Kisah Yudaisme : Sejarah Bangsa Yahudi
iahushua – Saat berada di pengasingan di Babel pada abad keenam SM, orang-orang Yahudi mengetahui bahwa Yahweh dapat disembah jauh dari Bait Suci dan mulai memahami Dia sebagai satu-satunya Tuhan sejati yang melampaui batas dan ritual kosong. Para sarjana Yahudi mulai mengumpulkan dan menyunting ingatan, cerita, dan peristiwa dari tradisi tertulis dan lisan – sangat mungkin untuk melestarikan identitas mereka – yang akan menciptakan apa yang kita kenal sekarang sebagai Perjanjian Lama .
Baca Juga : Fakta, Informasi dan Mitologi Tentang Yahweh
Orang-orang Yahudi
Mungkin catatan tertulis pertama dari orang-orang Ibrani berasal dari kira-kira. 1398-1350 SM di mana disebutkan dalam surat el-Amarna Mesir tentang “Habiru” yang tinggal di gurun di kota-kota Kanaan. Sejauh yang kami tahu, ini adalah kelompok tentara bayaran dan pengrajin, orang-orang independen yang dianggap oleh banyak orang sebagai bagian dari kelas bawah.
Sekitar 1250 SM, sekelompok pengungsi Kanaan melarikan diri dari perbudakan di Mesir – Eksodus yang dirayakan hingga hari ini di Paskah. Dalam pikiran mereka, Tuhan mereka telah menang atas kekuatan Mesir dan membiarkan Musa memimpin umatnya ke tempat yang aman. Kisah tradisional ini menceritakan kepada kita bahwa Musa kemudian menerima hukum-hukum Tuhan di Gunung Sinai dan membawanya turun kepada orang-orang, hanya untuk menemukan orang Israel menyembah anak lembu emas.

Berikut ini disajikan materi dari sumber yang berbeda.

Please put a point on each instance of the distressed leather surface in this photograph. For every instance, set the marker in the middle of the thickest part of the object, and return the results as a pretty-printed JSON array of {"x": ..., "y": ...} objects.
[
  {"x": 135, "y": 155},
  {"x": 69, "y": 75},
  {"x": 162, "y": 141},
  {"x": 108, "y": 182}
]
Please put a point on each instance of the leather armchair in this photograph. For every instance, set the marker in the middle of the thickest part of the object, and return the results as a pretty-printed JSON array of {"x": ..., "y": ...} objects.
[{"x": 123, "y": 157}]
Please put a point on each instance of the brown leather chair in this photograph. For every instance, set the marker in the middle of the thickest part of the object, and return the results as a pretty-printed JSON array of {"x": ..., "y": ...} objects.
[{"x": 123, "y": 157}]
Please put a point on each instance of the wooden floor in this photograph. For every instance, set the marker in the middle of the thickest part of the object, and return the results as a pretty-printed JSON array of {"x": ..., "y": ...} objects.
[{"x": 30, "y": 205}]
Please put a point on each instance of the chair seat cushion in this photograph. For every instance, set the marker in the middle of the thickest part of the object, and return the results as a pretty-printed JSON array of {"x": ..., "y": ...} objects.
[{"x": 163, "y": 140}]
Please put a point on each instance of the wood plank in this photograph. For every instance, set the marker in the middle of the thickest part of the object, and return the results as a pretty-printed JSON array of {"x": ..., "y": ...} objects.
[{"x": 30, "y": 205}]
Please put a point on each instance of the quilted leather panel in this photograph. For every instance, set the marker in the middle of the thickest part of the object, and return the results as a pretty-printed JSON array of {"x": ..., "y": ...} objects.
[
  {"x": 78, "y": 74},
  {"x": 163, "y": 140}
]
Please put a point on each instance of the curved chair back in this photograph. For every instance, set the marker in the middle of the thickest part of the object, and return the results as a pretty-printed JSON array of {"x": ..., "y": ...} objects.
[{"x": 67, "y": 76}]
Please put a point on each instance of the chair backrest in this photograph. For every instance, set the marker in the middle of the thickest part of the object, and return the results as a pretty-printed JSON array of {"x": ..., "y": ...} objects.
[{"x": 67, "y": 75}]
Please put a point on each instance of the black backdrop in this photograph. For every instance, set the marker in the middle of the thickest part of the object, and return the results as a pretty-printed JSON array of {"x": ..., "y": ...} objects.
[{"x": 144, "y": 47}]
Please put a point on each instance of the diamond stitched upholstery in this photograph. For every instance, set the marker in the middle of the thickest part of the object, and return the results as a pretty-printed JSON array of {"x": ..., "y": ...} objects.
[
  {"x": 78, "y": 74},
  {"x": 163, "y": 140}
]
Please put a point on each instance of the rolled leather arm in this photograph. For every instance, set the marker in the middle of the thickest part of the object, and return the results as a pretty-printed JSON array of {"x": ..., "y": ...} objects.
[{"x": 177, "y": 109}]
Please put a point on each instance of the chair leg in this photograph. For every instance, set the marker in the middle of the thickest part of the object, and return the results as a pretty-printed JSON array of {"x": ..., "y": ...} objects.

Musa menjadi marah dan menghancurkan loh-loh yang di atasnya tertulis hukum-hukum. Menasihati Israel, dia kembali ke gunung dan mendapatkan satu set loh batu baru yang dia berikan kepada orang-orang, menempatkannya di Tabut Perjanjian untuk disimpan. Setelah itu, Sepuluh Perintah menjadi ikatan suci antara orang Israel dan Tuhan mereka.

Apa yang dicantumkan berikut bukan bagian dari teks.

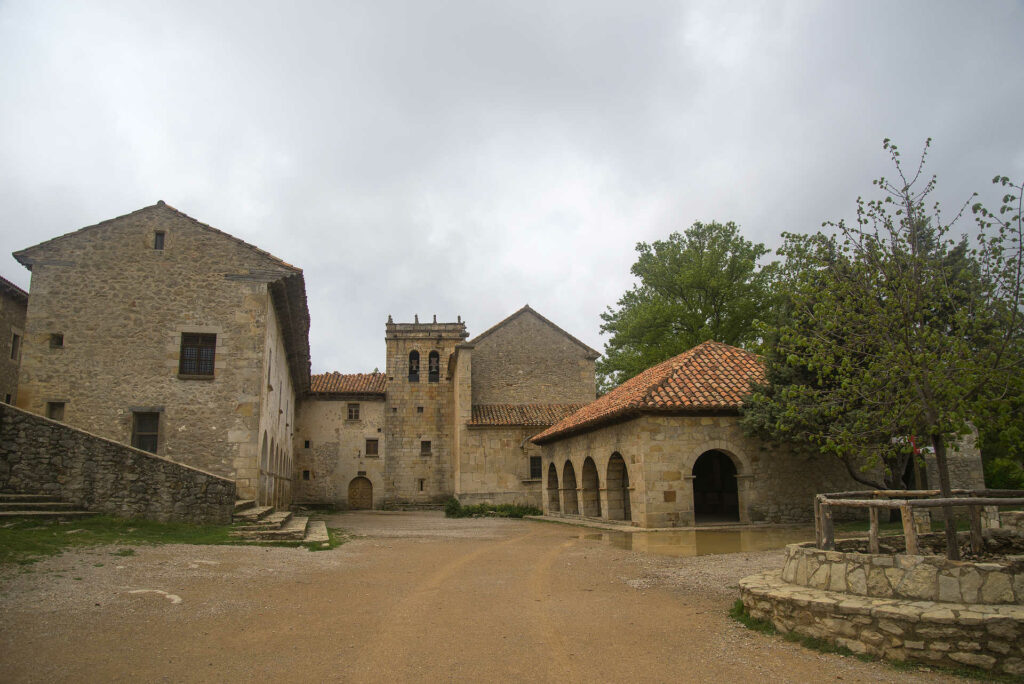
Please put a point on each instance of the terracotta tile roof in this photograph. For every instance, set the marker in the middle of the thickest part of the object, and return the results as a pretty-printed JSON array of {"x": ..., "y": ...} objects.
[
  {"x": 534, "y": 415},
  {"x": 709, "y": 377},
  {"x": 348, "y": 383}
]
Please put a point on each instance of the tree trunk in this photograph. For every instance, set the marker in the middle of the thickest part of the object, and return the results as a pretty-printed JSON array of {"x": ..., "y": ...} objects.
[{"x": 952, "y": 547}]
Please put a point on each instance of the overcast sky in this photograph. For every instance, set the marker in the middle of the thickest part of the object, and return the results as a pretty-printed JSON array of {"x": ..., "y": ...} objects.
[{"x": 468, "y": 158}]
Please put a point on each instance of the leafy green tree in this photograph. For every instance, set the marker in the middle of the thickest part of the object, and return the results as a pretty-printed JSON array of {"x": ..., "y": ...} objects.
[
  {"x": 896, "y": 329},
  {"x": 700, "y": 285}
]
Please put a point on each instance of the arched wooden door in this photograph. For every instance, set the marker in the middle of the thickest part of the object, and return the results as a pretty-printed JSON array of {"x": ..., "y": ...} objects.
[{"x": 360, "y": 494}]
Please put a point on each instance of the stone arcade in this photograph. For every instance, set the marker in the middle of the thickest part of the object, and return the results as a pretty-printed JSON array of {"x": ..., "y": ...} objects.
[{"x": 157, "y": 331}]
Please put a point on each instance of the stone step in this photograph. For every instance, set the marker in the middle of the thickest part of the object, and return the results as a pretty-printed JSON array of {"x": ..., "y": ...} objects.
[
  {"x": 45, "y": 514},
  {"x": 271, "y": 521},
  {"x": 24, "y": 498},
  {"x": 316, "y": 532},
  {"x": 294, "y": 529},
  {"x": 35, "y": 506},
  {"x": 254, "y": 513}
]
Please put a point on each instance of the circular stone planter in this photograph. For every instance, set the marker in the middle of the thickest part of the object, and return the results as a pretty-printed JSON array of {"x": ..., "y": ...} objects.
[
  {"x": 898, "y": 575},
  {"x": 892, "y": 605}
]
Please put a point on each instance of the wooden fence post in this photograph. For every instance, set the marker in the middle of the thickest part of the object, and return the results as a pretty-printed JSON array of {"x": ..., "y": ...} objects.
[{"x": 909, "y": 529}]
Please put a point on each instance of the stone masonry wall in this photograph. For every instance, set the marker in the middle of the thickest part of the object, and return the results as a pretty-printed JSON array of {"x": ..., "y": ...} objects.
[
  {"x": 525, "y": 360},
  {"x": 418, "y": 412},
  {"x": 337, "y": 450},
  {"x": 39, "y": 456},
  {"x": 494, "y": 466},
  {"x": 122, "y": 307},
  {"x": 12, "y": 312}
]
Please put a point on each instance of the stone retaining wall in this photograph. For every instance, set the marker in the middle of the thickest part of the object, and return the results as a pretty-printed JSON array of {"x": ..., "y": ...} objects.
[
  {"x": 990, "y": 637},
  {"x": 900, "y": 575},
  {"x": 40, "y": 456}
]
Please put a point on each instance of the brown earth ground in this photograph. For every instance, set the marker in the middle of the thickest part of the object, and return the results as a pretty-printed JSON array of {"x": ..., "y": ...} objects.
[{"x": 414, "y": 597}]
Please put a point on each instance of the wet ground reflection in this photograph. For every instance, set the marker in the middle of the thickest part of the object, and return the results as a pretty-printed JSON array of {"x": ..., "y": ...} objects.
[{"x": 702, "y": 542}]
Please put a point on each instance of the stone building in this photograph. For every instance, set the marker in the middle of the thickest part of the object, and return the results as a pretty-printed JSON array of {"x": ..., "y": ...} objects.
[
  {"x": 13, "y": 306},
  {"x": 457, "y": 415},
  {"x": 666, "y": 450},
  {"x": 340, "y": 449},
  {"x": 161, "y": 332}
]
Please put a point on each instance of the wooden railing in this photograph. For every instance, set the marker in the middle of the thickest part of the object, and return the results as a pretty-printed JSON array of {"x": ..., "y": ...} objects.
[{"x": 906, "y": 501}]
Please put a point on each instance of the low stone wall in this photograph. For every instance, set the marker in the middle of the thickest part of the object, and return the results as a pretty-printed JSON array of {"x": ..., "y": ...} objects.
[
  {"x": 40, "y": 456},
  {"x": 947, "y": 634},
  {"x": 900, "y": 575}
]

Alkitab Ibrani memiliki beberapa catatan kontradiktif tentang hukum mana yang diberikan kepada orang Israel oleh Tuhan, berapa banyak yang mereka terima, dan di mana dan kapan mereka mendapatkannya. Versi di atas, tercatat setidaknya enam abad kemudian, selama Zaman Aksial. Israel Finkelstein dan Neil Asher Silberman dalam buku mereka The Bible Unearthed: Archaeology’s New Vision of Ancient Israel and the Origin of Its Sacred Texts , berpendapat bahwa peristiwa-peristiwa ini kemungkinan besar tidak pernah terjadi: “…narasi Keluaran mencapai bentuk akhirnya sekitar 650–550 SM.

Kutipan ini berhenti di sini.